In my opinion, having to remember is a very unpleasant and frustrating user experience.

Serhiy Storchaka:
----------------
> Path-like objects are now unintentionally accepted for many non-path
> things, like hostname in socket.sethostname() and username in
> os.initgroups(). I also think it was a mistake, and we should not
> make new mistakes.

There will always be ways for users to make mistakes when using API's.  Whether they passed a Path path to os.sethostname() or a string path to os.sethostbyname(), it's still their bug, and linters/type-checkers exist to help catch those kinds of bugs.

Brett Canon:
-----------
> Environment variables are strings, period, so they should be specified
> as such;

Out of curiosity, any idea how often non-strings are used to set os.environ, and so need explicit conversion?
msg360890 - (view) Author: Brett Cannon (brett.cannon) * (Python committer) Date: 2020-01-28 18:35
> but now it's too change to change it again :-)

I actually don't think it is if we want to revert this. We can raise a deprecation warning if the call to os.fsencode() leads to a value different than its argument and say that people are expected to handle conversions themselves.

> The idea behind PEP 519 was to alleviate str(path_obj) calls between the os/program interface

... where file paths were explicitly expected. os.environ is not a place where file paths are explicitly expected, just a place where they _might_ end up. Basically I only consider PEP 519 valid in places where file paths are the only thing that are expected (e.g. all the path manipulation functions in os.path). Everywhere else where paths are only a "maybe" I would say it shouldn't be relied upon to do implicit conversions.

> Out of curiosity, any idea how often non-strings are used to set os.environ, and so need explicit conversion?

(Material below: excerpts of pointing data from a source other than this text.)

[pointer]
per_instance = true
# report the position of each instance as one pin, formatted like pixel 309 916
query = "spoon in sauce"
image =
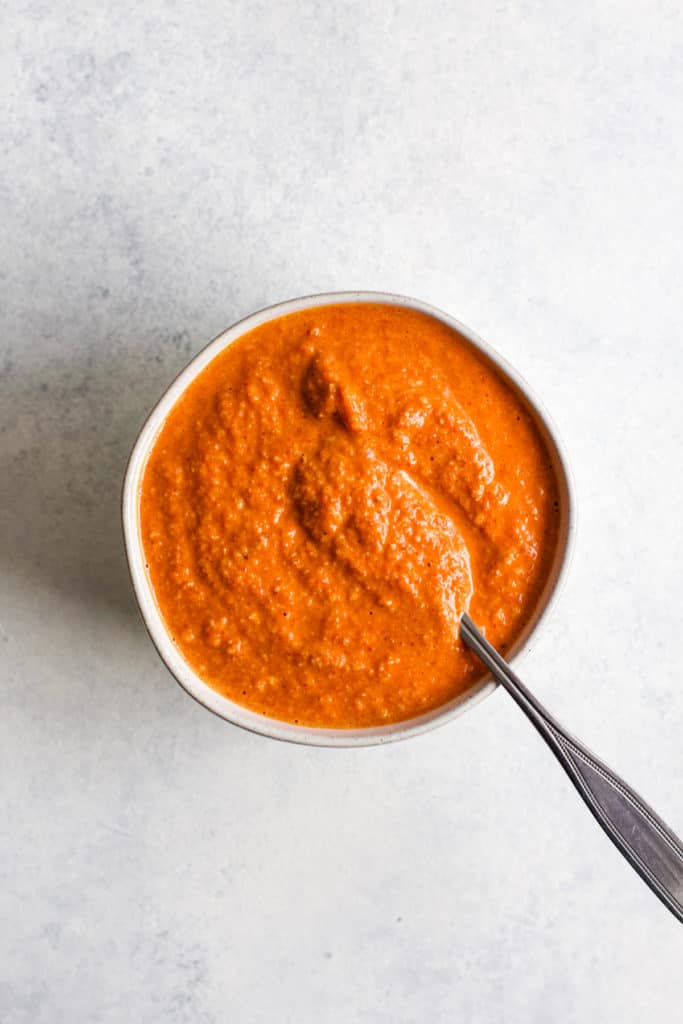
pixel 648 845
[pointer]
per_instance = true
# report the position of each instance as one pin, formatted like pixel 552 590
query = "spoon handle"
pixel 648 845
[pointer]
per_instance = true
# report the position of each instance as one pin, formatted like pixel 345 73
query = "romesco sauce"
pixel 328 497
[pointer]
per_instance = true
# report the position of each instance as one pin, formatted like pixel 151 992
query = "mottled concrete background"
pixel 167 168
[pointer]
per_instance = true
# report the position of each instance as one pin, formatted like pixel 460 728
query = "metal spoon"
pixel 644 840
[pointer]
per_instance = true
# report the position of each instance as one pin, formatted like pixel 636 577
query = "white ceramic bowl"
pixel 167 649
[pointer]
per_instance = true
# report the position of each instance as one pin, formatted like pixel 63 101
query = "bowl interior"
pixel 166 647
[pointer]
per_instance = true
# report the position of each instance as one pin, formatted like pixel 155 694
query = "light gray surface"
pixel 167 168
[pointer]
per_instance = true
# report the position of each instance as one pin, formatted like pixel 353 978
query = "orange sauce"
pixel 328 497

I have anecdotal evidence from outside of Python that people will do this when they can and then are surprised when the conversion doesn't work the way they expect (e.g. floats).
msg360894 - (view) Author: Antony Lee (Antony.Lee) * Date: 2020-01-28 18:44
FWIW, I'm actually fine with not supporting Path objects in os.environ, as long as the behavior is *consistent* with the env kwarg to subprocess.run() -- note that the original title of the thread only pointed out to the inconsistency, and did not strongly request that os.environ support Paths.
msg360901 - (view) Author: Eryk Sun (eryksun) * (Python triager) Date: 2020-01-28 21:19
> as long as the behavior is *consistent* with the env kwarg to 
> subprocess.run() 

subprocess isn't consistent with itself across platforms. The env parameter in Windows is strictly an str->str mapping, like os.environ. This is coded in getenvironment in Modules/_winapi.c:

    if (! PyUnicode_Check(key) || ! PyUnicode_Check(value)) {
        PyErr_SetString(PyExc_TypeError,
            "environment can only contain strings");
        goto error;
    }

At a lower level, should the env parameter of os.spawnve and os.execve  allow path-like objects? Should (Unix) os.putenv allow the name and value to be path-like?

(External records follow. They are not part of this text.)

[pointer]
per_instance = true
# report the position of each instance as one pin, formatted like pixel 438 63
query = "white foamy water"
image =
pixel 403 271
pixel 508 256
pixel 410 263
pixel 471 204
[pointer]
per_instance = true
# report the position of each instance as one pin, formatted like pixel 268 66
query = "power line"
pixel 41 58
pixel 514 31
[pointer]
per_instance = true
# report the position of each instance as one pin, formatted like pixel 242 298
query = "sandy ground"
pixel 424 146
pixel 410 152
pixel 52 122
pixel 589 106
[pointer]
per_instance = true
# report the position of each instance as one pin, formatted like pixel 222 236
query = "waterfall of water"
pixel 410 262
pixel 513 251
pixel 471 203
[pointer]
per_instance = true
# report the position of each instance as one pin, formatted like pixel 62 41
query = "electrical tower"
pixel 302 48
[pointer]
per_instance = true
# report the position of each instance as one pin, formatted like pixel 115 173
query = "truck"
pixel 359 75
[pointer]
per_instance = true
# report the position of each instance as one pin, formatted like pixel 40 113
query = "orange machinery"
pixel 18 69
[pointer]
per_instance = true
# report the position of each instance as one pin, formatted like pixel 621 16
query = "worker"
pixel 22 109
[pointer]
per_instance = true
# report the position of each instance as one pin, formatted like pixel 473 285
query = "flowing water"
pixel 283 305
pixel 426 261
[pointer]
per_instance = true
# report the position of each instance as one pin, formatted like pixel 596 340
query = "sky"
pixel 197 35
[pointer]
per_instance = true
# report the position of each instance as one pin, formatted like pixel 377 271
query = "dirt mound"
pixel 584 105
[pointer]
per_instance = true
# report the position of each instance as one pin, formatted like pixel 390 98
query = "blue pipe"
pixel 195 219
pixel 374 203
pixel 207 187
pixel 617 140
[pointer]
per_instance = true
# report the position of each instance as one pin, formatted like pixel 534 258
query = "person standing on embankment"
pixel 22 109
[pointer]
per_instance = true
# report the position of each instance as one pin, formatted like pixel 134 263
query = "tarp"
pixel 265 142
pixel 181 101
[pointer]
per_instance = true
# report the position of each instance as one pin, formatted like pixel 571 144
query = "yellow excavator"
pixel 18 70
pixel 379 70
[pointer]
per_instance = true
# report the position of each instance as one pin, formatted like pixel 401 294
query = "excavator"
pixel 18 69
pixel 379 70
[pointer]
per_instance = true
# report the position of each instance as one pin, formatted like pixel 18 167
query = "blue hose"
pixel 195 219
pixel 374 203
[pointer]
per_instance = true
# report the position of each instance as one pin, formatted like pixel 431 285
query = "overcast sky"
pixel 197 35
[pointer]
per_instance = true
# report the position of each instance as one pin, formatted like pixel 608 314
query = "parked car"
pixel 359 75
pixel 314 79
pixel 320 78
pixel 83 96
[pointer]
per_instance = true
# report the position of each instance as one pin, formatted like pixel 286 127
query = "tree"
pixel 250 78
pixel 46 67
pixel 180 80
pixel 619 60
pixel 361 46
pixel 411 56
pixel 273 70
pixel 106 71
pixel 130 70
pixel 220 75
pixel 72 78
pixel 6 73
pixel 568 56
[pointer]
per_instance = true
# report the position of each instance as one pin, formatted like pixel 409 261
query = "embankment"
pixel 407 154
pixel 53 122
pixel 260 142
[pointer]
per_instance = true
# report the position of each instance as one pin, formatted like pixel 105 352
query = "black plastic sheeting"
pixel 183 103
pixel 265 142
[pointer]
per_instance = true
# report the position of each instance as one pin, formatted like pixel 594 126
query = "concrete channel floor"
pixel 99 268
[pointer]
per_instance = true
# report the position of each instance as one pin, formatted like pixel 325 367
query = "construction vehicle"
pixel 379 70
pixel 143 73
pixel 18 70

Currently these cases use PyUnicode_FSConverter and PyUnicode_FSDecoder, which support __fspath__ via PyOS_FSPath. PyUnicode_FSDecoder also supports the buffer protocol, with a warning. 

Since we have cases like this where the filesystem encoding is used for string data that's not actually a file path, should alternate ParseTuple converters be added that are limited to just str and bytes? Maybe name them PyUnicode_FSStringEncoder and PyUnicode_FSStringDecoder, where "String" emphasizes that fspath and buffer objects are not allowed. For example:

    int
    PyUnicode_FSStringEncoder(PyObject *path, void *addr)
    {
        PyObject *output = NULL;

        if (path == NULL) {
            Py_DECREF(*(PyObject **)addr);
            *(PyObject **)addr = NULL;
            return 1;
        }

        if (PyBytes_Check(path)) {
            output = path;
            Py_INCREF(output);
        }
        else if (PyUnicode_Check(path)) {
            output = PyUnicode_EncodeFSDefault(path);
            if (!output)
                return 0;
        }
        else {
            PyErr_Format(PyExc_TypeError, "path should be str or bytes, not "
                "%.200s", _PyType_Name(Py_TYPE(path)));
            return 0;
        }

        if ((size_t)PyBytes_GET_SIZE(output) !=
                strlen(PyBytes_AS_STRING(output)))
        {
            PyErr_SetString(PyExc_ValueError, "embedded null byte");
            Py_DECREF(output);
            return 0;
        }
        
        *(PyObject **)addr = output;
        return Py_CLEANUP_SUPPORTED;
    }


    int
    PyUnicode_FSStringDecoder(PyObject *path, void *addr)
    {
        PyObject *output = NULL;

        if (arg == NULL) {
            Py_DECREF(*(PyObject **)addr);
            *(PyObject **)addr = NULL;
            return 1;
        }

        if (PyUnicode_Check(path)) {
            output = path;
            Py_INCREF(output);
        }
        else if (PyBytes_Check(path)) {
            output = PyUnicode_DecodeFSDefaultAndSize(PyBytes_AS_STRING(path),
                        PyBytes_GET_SIZE(path));
            if (!output)
                return 0;
        }
        else {
            PyErr_Format(PyExc_TypeError, "path should be str or bytes, not "
                "%.200s", _PyType_Name(Py_TYPE(path)));
            return 0;
        }
        
        if (PyUnicode_READY(output) == -1) {
            Py_DECREF(output);
            return 0;
        }
        
        if (findchar(PyUnicode_DATA(output), PyUnicode_KIND(output),
                     PyUnicode_GET_LENGTH(output), 0, 1) >= 0) {
            PyErr_SetString(PyExc_ValueError, "embedded null character");
            Py_DECREF(output);
            return 0;
        }
        
        *(PyObject **)addr = output;
        return Py_CLEANUP_SUPPORTED;
    }
msg360905 - (view) Author: Raymond Hettinger (rhettinger) * (Python committer) Date: 2020-01-28 22:07
I don't think proposal this makes sense.  os.environ is a dict-like object providing clean access to the environment variables.  Use of Paths is an orthogonal problem unrelated to environment variables.
msg360927 - (view) Author: STINNER Victor (vstinner) * (Python committer) Date: 2020-01-29 01:55
I understand that os.fsencode() was modified to support the fspath protocol to be consistent with the C implementation PyUnicode_FSConverter() which calls PyOS_FSPath().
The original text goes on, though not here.